Skip to content

GFNet Models

spectrans.models.gfnet

Global Filter Networks (GFNet) for efficient spectral transformers.

This module implements the Global Filter Network architecture, which uses learnable complex-valued filters in the frequency domain for token mixing. GFNet provides a learnable alternative to FNet while maintaining \(O(n \log n)\) complexity.

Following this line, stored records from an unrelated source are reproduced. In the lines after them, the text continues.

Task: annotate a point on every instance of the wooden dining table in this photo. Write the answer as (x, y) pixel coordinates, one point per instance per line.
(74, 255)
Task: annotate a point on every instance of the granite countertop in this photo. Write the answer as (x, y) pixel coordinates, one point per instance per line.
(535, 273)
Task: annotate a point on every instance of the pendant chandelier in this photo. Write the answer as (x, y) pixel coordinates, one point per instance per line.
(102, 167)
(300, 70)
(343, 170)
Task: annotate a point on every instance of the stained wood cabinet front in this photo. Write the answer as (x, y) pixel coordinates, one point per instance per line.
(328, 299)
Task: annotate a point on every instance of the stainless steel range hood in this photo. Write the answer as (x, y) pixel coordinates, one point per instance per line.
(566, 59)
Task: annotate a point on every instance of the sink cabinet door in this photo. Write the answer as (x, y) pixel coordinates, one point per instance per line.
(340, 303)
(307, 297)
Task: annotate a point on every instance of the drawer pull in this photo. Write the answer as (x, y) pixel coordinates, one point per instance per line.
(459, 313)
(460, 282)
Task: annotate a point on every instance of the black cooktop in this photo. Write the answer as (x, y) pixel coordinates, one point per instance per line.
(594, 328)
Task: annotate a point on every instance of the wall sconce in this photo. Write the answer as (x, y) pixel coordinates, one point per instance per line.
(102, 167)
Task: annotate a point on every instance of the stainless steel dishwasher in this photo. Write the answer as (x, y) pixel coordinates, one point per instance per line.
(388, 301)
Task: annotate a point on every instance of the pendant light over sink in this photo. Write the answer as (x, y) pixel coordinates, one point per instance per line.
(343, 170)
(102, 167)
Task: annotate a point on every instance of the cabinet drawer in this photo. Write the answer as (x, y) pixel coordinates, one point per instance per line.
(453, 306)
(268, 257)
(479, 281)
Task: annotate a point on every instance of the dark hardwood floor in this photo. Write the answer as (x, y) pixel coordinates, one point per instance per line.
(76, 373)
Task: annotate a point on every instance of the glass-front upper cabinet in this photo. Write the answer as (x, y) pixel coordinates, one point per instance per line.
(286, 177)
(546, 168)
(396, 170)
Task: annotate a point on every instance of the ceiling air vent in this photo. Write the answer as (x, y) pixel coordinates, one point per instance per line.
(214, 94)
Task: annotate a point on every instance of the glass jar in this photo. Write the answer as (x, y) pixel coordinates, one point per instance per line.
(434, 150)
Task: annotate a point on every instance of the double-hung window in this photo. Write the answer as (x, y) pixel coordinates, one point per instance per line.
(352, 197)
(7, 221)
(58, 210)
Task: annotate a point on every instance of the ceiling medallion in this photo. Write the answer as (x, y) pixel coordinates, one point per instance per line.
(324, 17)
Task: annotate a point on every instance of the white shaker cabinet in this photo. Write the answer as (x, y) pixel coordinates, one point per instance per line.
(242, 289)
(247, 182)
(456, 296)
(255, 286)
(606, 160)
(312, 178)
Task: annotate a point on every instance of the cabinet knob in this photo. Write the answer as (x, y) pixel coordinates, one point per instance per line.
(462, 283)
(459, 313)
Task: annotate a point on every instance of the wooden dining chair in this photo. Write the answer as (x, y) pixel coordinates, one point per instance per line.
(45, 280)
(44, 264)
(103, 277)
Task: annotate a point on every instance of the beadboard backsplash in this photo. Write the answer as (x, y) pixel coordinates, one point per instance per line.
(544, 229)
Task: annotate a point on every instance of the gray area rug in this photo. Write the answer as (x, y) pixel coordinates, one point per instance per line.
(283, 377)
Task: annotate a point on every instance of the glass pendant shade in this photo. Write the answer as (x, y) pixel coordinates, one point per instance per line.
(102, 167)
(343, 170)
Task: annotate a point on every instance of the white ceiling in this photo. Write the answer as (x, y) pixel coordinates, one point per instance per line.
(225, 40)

The architecture applies learnable filters in the Fourier domain, enabling the model to selectively emphasize or suppress different frequency components while maintaining computational efficiency compared to attention mechanisms.

Classes:

Name Description
GFNet

Complete GFNet model with global filter mixing layers.

GFNetEncoder

Encoder-only GFNet for representation learning.

Examples:

Basic GFNet usage for classification:

>>> from spectrans.models.gfnet import GFNet
>>> model = GFNet(
...     vocab_size=30000,
...     hidden_dim=768,
...     num_layers=12,
...     max_sequence_length=512,
...     num_classes=2
... )
>>> input_ids = torch.randint(0, 30000, (8, 512))
>>> logits = model(input_ids=input_ids)
>>> assert logits.shape == (8, 2)

Using GFNet encoder:

>>> from spectrans.models.gfnet import GFNetEncoder
>>> encoder = GFNetEncoder(
...     hidden_dim=768,
...     num_layers=12,
...     max_sequence_length=512
... )
>>> inputs = torch.randn(8, 512, 768)
>>> features = encoder(inputs_embeds=inputs)
>>> assert features.shape == (8, 512, 768)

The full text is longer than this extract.